No fan of Donald Trump, he says that even Trump cannot stop the arc of progress. Pinker, based on tons of empirical evidence, sees pandemics, economic recessions, wildfires and other seeming catastrophes of the moment as mere bumps in the road to longer-term American and human betterment.

Picture yourself experiencing the time travel taken by the hero in Edward Bellamy’s famous 1888 novel “Looking Backward.” The hero, Julian West, having fallen asleep in 1887, awakens in 2000 Boston to find himself living in what Bellamy considered an idyllic society that was not only desirable but possible, one free of classes, war or want.

While many of Biden’s followers might well consider Bellamy’s socialist America utopian, some, like many Trump supporters, would find it dystopian for its total lack of individual freedom. Putting one’s preferences aside, instead of napping for more than 100 years as West did, suppose you suddenly were transported over a half century to 2076? What might one expect the country to look like? 

We can only speculate. My guess is closer to Pinker than Sargent. 

Even with COVID-19 and the opioid crisis, current average life expectancy in the United States is 78 years of age. When Bellamy wrote, it was roughly 40 years. Despite a slight recent dip in life expectancy, there is no reason to assume that we will not continue to live longer lives given advances in medical science.

For women, life expectancy in the United States is now more than 80 years of age. If men outlived women, no doubt the left would attribute it to toxic masculinity. But women outlive men in virtually every country. Identity politics does not explain everything. 

Although sexism still exists in the United States, clearly progress is being made, contrary to what one might hear from the media. A majority of college graduates today are women. The share of college-educated women in the U.S. workforce surpasses the share of college-educated men. While the CEOs of the largest corporations continue to be men, the number of females running Fortune 500 companies is an all-time high, and there is reason to believe the glass ceiling will be shattered in the not too distant future.

The same can be said for racism, although it is admittedly more stubborn to overcome than sexism. When Gunnar Myrdal wrote “An American Dilemma”in 1944, only 5% of Black men in the United States were engaged in nonmanual, white-collar work, while 60% of Black women were household servants.

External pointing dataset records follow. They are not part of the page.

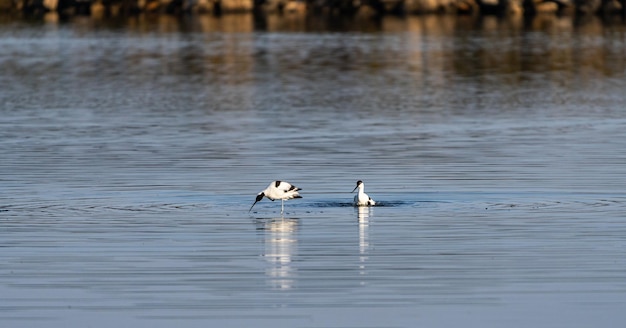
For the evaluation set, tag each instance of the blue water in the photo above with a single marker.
(132, 152)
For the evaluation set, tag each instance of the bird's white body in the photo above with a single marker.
(362, 199)
(278, 190)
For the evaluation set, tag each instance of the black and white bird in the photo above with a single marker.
(282, 190)
(362, 199)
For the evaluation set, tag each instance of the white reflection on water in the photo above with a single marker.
(280, 248)
(364, 213)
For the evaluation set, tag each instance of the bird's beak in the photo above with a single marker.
(258, 198)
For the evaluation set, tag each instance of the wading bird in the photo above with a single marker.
(278, 190)
(362, 199)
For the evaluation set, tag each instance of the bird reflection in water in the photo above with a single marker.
(280, 247)
(364, 213)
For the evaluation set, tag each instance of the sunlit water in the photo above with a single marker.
(131, 153)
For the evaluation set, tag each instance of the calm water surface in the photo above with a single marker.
(132, 151)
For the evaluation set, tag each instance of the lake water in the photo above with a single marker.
(131, 151)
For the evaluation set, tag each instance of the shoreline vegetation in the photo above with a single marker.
(334, 8)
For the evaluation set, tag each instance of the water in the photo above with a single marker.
(132, 151)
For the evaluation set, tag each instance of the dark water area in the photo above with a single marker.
(133, 149)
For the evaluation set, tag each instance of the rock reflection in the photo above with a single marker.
(363, 213)
(280, 248)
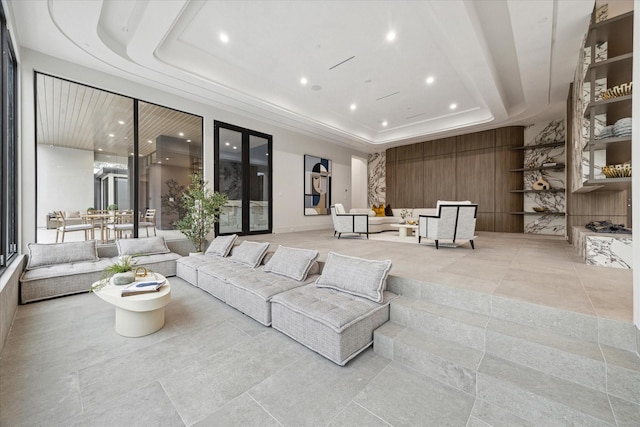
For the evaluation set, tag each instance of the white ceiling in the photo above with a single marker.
(500, 61)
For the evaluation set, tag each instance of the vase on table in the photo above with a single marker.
(123, 278)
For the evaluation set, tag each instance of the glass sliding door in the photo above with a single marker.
(126, 159)
(230, 174)
(243, 173)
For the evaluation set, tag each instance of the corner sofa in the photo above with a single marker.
(59, 269)
(331, 308)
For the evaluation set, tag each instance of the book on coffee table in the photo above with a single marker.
(137, 288)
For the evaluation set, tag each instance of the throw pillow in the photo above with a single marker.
(356, 276)
(42, 255)
(249, 253)
(379, 210)
(221, 245)
(291, 262)
(142, 246)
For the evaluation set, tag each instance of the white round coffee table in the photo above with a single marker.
(138, 315)
(404, 230)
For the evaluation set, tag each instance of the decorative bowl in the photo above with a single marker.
(616, 91)
(617, 171)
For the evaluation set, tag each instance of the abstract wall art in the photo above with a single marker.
(317, 185)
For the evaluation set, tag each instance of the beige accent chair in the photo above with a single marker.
(347, 222)
(148, 221)
(452, 221)
(62, 226)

By 2000, more than 30% of Black men and almost 60% of Black women held white collar jobs, with the numbers growing substantially since. 

In 2019, the Black poverty rate was 19%, half of what it was in 1966. Before the COVID pandemic hit, African American unemployment had registered a record low of 5.5%. By 2020, roughly 20% of African Americans age 25 and over had earned a degree from a four-year college, compared with 30% of whites. The gap continues to exist, but unmistakable racial progress is being made and can be expected to continue.

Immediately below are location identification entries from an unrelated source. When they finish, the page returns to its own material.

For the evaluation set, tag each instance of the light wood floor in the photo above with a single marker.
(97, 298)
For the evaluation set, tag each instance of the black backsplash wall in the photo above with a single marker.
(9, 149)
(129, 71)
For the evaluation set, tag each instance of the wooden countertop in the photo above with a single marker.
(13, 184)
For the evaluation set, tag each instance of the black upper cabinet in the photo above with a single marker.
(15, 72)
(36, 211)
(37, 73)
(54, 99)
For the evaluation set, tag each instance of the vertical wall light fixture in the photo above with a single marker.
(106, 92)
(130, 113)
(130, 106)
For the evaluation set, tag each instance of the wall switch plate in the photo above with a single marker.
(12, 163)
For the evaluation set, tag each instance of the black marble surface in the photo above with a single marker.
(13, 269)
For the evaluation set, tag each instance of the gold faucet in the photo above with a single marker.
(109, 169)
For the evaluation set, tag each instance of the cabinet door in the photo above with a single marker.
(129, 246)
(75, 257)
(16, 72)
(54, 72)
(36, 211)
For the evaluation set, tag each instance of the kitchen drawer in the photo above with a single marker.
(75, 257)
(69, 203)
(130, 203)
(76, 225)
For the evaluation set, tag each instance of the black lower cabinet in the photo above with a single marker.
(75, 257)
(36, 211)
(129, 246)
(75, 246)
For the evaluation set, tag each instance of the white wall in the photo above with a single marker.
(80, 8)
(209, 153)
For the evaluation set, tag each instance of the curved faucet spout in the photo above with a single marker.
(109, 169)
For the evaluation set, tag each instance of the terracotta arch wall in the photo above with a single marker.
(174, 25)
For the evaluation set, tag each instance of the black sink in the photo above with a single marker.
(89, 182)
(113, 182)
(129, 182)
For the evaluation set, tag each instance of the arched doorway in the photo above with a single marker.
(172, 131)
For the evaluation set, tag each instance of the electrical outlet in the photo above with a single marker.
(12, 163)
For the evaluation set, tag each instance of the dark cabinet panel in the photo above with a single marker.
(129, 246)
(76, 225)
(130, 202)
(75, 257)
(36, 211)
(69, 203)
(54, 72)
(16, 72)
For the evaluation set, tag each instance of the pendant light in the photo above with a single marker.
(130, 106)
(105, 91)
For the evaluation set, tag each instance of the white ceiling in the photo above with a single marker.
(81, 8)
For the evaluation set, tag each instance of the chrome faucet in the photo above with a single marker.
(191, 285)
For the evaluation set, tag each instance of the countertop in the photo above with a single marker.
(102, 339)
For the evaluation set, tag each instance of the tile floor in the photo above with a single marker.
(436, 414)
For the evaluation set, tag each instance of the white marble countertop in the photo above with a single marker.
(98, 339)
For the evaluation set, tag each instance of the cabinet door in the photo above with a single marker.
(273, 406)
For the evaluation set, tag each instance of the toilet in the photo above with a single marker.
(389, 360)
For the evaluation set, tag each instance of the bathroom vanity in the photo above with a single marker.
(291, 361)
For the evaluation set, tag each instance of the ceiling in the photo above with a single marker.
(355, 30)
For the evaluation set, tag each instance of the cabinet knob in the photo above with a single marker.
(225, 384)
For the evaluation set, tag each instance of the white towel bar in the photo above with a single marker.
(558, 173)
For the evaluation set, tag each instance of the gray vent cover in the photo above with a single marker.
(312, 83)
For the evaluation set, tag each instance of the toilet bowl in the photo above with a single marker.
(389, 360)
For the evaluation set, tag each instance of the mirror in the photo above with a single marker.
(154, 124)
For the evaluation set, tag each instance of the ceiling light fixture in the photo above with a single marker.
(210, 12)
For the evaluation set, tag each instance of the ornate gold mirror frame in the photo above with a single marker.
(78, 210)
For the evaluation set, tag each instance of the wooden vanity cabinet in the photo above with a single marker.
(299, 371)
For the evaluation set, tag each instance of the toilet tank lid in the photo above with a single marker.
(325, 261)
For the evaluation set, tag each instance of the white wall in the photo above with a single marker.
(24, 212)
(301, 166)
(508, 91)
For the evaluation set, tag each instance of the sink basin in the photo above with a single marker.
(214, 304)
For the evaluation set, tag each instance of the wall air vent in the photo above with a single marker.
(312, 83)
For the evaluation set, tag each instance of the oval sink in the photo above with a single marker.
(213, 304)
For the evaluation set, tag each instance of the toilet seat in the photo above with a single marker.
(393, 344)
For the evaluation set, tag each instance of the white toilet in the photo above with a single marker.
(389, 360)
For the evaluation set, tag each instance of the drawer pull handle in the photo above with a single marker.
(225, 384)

There has never been greater diversity in Congress, with 55 African Americans and 127 women holding seats in the House and Senate on the eve of the November election. Where not too long ago it was unthinkable for a Catholic to be elected president, it is now perfectly acceptable to have a Black as president and a woman of color as vice president. Contrary to our WASP history, the U.S. Supreme Court has been populated almost exclusively by Catholics and Jews in recent decades. 

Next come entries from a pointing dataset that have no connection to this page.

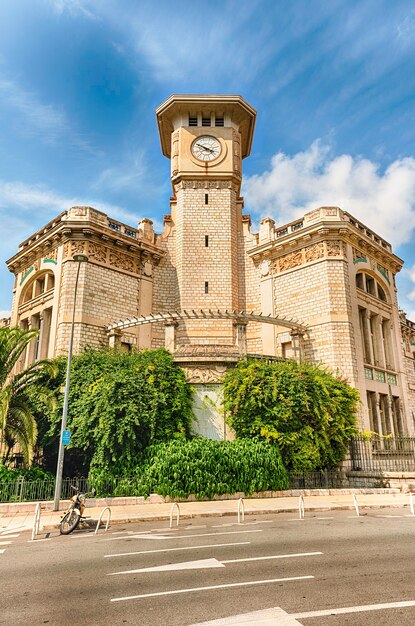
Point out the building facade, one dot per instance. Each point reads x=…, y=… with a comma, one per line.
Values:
x=320, y=289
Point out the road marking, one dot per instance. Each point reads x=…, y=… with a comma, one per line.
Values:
x=227, y=532
x=203, y=564
x=267, y=617
x=276, y=556
x=208, y=563
x=212, y=545
x=225, y=586
x=355, y=609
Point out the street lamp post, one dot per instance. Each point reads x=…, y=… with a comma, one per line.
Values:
x=79, y=258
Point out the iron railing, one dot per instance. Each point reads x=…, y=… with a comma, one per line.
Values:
x=22, y=490
x=383, y=454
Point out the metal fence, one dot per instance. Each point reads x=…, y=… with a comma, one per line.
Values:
x=22, y=490
x=383, y=454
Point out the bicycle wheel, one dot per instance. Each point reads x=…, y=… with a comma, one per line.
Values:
x=69, y=521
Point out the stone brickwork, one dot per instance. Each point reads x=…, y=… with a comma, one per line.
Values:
x=326, y=281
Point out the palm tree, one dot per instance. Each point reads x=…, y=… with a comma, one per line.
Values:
x=17, y=422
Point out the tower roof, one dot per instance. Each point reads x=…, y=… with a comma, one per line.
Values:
x=236, y=107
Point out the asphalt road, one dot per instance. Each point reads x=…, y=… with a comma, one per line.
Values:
x=214, y=568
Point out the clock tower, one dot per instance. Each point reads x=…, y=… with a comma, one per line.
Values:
x=206, y=137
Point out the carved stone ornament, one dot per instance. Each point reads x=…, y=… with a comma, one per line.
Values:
x=205, y=375
x=122, y=261
x=289, y=261
x=97, y=252
x=73, y=247
x=265, y=267
x=314, y=252
x=334, y=248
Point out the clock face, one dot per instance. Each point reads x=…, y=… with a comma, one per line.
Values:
x=206, y=148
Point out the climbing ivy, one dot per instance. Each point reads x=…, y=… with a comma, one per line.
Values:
x=307, y=411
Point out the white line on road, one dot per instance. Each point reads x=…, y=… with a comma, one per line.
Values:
x=227, y=532
x=355, y=609
x=172, y=567
x=208, y=563
x=226, y=586
x=212, y=545
x=265, y=617
x=276, y=556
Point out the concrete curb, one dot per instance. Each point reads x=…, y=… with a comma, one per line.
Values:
x=12, y=508
x=166, y=517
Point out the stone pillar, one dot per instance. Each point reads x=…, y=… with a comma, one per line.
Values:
x=114, y=338
x=170, y=335
x=240, y=328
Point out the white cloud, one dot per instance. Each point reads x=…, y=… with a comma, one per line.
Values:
x=73, y=7
x=384, y=201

As for war, despite continued violence in the form of terrorism and civil conflict, the threat of inter-state hostilities has gone almost completely out of style, with virtually none occurring anywhere on the planet since the end of the Cold War (Afghanistan and Iraq are among the rare exceptions, both winding down). Great Power war has become unthinkable. 

The point is that on many important dimensions, the trends seem to be moving in the right direction and, I would contend, are likely to continue regardless of the 2020 election. Much of American history has been a work in progress — to live up to the Founders’ dreams — punctuated by occasional setbacks but inching forward nonetheless.  

I do not expect the next four years or the next 50 to be any different.

J. Martin Rochester, Curators’ Distinguished Teaching Professor of Political Science Emeritus at the University of Missouri-St. Louis, is the author of 10 books on international and American politics.